[FOM] Godel's Theorems
Robbie Lindauer
robblin at thetip.org
Thu May 1 17:30:37 EDT 2003
I think the Wittgenstein objection to *) is not that it isn't provable
or that it's not a mathematical statement, just that the word "proves"
here has been given a new meaning ("diagonalization") and that if you
allow that you can change the kinds of things that you call proof, then
you can prove anything.
As LW says, his point is not to disprove any particular mathematical
proposition, only to invite people to realize that the mathematical
paradise isn't what we think it is.
When a mathematician says "prove" s/he means that "if you use these
axioms and transformation rules, you 'get' these results".

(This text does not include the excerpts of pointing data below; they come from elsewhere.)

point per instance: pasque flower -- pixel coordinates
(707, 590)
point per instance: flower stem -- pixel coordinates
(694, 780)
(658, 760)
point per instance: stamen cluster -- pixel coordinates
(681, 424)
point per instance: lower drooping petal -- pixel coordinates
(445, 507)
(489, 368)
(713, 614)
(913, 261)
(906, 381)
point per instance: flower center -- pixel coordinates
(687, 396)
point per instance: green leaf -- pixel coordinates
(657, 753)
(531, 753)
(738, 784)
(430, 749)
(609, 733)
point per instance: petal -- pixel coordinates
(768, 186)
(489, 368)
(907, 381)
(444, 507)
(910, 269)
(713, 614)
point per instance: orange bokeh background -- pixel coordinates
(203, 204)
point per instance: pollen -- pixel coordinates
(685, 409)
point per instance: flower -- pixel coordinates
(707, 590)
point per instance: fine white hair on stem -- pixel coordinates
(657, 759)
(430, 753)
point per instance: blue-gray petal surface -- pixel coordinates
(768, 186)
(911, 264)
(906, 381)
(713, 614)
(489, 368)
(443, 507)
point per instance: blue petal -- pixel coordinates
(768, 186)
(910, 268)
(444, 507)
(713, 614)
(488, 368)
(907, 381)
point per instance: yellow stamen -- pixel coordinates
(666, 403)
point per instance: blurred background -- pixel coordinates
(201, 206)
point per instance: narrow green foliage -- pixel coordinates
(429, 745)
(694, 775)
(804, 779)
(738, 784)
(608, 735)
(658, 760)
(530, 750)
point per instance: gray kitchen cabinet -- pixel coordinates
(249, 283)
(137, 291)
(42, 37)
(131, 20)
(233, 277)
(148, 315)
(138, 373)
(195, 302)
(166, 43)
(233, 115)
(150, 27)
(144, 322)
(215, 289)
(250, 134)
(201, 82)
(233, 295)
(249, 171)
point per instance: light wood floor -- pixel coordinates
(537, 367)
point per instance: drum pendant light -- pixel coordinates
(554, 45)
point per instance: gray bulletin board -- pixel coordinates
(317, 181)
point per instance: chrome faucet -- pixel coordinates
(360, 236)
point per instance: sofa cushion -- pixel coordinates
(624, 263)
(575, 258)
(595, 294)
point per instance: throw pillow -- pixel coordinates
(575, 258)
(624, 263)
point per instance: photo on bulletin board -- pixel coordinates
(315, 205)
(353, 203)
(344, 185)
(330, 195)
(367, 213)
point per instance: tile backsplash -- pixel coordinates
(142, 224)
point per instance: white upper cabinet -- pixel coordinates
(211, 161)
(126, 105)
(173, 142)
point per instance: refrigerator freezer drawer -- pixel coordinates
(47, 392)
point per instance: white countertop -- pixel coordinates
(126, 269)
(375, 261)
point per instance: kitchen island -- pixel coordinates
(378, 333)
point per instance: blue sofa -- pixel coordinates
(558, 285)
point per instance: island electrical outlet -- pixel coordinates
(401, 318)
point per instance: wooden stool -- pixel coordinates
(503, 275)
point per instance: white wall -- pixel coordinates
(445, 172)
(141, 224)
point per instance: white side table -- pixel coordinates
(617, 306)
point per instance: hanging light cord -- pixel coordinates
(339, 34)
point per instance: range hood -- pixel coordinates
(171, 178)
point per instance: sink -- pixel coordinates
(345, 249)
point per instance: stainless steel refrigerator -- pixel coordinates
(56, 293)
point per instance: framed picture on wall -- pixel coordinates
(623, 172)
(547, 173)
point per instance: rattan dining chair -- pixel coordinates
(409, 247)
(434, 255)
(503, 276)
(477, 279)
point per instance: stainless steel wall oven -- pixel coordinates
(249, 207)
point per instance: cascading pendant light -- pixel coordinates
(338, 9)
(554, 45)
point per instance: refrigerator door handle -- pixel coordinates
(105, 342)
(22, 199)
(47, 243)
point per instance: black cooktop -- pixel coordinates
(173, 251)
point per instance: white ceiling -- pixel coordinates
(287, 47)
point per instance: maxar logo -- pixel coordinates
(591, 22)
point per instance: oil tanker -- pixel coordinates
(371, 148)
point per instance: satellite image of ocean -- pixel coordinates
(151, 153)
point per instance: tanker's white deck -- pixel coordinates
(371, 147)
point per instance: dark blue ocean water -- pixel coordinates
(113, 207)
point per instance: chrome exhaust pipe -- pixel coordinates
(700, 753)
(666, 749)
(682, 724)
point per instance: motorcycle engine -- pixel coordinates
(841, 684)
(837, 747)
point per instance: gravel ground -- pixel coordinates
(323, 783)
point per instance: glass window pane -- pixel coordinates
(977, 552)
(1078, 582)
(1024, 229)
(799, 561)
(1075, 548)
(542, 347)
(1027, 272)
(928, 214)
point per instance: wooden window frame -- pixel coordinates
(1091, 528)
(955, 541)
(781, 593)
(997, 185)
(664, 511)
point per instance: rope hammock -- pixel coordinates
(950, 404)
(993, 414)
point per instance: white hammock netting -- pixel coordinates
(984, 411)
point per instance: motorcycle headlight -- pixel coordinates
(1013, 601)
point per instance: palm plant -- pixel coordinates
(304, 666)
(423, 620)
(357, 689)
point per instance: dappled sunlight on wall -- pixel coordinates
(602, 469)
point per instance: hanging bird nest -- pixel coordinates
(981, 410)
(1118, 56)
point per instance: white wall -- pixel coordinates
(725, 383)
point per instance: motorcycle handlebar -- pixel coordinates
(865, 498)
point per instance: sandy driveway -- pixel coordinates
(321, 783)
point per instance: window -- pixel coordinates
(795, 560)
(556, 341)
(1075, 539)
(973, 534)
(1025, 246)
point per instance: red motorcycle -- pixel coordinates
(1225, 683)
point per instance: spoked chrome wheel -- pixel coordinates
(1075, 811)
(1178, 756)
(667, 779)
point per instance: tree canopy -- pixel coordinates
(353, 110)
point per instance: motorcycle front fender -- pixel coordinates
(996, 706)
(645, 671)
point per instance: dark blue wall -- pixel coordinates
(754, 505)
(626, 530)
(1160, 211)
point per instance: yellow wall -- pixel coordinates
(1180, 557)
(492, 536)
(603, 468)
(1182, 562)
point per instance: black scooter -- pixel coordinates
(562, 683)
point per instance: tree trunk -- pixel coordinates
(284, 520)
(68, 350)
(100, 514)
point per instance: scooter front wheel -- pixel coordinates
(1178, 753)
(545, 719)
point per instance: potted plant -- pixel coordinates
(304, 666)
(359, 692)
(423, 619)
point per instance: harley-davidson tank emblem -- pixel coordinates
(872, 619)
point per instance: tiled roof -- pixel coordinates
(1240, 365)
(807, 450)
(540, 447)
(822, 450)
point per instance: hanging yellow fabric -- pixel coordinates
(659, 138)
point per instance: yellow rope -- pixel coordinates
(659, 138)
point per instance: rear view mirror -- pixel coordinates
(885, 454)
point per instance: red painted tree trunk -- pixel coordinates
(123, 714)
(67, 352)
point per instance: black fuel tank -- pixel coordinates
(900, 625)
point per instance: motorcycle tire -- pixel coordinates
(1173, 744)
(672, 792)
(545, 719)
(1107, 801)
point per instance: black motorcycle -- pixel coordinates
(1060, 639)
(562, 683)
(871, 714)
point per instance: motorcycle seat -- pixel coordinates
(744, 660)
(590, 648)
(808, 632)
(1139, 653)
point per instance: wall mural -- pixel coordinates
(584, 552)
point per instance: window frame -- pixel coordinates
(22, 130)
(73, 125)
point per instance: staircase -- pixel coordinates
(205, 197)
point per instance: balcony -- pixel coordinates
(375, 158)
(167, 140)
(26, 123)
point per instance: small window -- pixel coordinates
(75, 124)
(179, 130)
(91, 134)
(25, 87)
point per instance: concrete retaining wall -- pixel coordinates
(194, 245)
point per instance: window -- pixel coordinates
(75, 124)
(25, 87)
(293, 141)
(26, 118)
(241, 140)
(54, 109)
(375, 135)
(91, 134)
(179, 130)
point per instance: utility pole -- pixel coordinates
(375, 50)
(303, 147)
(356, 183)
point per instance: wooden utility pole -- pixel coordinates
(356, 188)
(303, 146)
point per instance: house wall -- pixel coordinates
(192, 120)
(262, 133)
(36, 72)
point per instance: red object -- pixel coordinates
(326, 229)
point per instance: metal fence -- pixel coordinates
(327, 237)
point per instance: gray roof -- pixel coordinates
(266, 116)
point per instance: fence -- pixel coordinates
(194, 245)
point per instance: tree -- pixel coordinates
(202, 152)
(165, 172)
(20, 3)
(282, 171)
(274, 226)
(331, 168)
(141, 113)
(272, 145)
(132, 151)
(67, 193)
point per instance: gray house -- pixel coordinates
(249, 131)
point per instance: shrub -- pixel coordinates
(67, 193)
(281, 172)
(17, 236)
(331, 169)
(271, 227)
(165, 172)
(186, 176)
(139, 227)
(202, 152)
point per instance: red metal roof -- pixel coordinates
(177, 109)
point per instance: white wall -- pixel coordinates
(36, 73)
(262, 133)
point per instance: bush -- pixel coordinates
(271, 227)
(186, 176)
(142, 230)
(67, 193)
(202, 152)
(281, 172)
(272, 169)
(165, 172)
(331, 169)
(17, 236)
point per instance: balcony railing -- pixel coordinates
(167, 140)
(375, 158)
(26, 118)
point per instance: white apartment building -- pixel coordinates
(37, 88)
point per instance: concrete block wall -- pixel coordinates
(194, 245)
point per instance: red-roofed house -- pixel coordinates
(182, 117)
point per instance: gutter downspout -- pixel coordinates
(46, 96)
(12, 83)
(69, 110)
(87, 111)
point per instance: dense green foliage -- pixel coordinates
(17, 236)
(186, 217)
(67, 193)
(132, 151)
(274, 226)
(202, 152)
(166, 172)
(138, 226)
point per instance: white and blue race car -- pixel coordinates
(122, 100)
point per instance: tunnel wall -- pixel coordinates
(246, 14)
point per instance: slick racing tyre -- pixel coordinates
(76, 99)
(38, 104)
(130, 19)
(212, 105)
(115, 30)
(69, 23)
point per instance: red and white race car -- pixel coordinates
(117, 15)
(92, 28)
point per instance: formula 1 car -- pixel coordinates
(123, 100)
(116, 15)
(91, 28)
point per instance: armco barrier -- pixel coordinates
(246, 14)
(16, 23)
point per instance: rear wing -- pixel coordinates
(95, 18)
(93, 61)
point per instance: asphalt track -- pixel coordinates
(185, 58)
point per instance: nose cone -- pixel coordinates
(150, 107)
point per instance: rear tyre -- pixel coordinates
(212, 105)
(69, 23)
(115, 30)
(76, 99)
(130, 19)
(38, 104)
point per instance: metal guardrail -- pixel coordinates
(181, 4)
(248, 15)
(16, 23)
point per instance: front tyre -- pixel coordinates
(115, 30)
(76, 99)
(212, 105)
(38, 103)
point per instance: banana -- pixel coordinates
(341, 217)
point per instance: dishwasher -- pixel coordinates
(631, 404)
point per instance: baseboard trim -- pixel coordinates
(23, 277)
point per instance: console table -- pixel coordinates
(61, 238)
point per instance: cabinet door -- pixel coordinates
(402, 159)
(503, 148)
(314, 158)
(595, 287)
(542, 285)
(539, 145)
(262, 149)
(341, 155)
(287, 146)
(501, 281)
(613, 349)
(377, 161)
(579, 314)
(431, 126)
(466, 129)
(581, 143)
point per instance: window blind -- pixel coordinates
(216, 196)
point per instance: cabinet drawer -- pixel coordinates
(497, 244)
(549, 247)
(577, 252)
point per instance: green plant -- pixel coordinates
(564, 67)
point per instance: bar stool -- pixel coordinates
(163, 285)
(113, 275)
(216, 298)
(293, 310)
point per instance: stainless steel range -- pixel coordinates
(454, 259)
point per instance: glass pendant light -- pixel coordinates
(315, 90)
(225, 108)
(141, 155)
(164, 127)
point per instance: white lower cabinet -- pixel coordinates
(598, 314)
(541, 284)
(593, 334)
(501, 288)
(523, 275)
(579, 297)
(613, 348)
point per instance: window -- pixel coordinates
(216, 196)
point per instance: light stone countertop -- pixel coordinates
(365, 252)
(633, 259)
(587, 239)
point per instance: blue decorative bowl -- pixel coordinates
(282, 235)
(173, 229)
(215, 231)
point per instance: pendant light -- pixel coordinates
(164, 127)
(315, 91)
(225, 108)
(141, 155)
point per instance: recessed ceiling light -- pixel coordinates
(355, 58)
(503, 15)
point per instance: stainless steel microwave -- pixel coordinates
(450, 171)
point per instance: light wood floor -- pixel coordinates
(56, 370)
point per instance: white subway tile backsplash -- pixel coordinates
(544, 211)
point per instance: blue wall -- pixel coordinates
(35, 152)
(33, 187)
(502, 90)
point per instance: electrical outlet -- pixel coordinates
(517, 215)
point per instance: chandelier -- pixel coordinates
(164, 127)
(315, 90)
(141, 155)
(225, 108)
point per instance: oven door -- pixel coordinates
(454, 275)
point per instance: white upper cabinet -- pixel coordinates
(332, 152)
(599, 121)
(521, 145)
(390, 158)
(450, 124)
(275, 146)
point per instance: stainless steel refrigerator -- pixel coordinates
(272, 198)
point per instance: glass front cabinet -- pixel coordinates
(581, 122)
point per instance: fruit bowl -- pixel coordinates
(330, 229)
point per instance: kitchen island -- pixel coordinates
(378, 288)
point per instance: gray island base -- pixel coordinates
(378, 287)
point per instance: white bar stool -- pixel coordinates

LW would add a caveat (I think):
"There is no clarification for the word 'get' here. We can decide to
play be the rules the way it is usually done but that doesn't get us
what was desired out of 'prove'."
Best,
robbie lindauer
>> *) there is a true sentence in the language of PA which is not
>> provable in PA.
>>
>> 1. Conventional wisdom is that this is now a fully established
>> theorem of mathematics (or ordinary mathematics as currently
>> practiced by the overwhelming majority of mathematicians). Is there
>> agreement on this?
>>
>> 2. For those who do not agree, do they believe that *) is not a
>> mathematical statement capable of mathematical proof? E.g., this
>> could be on the grounds that they do not accept the usual
>> mathematical definition of "true sentence in the language of PA".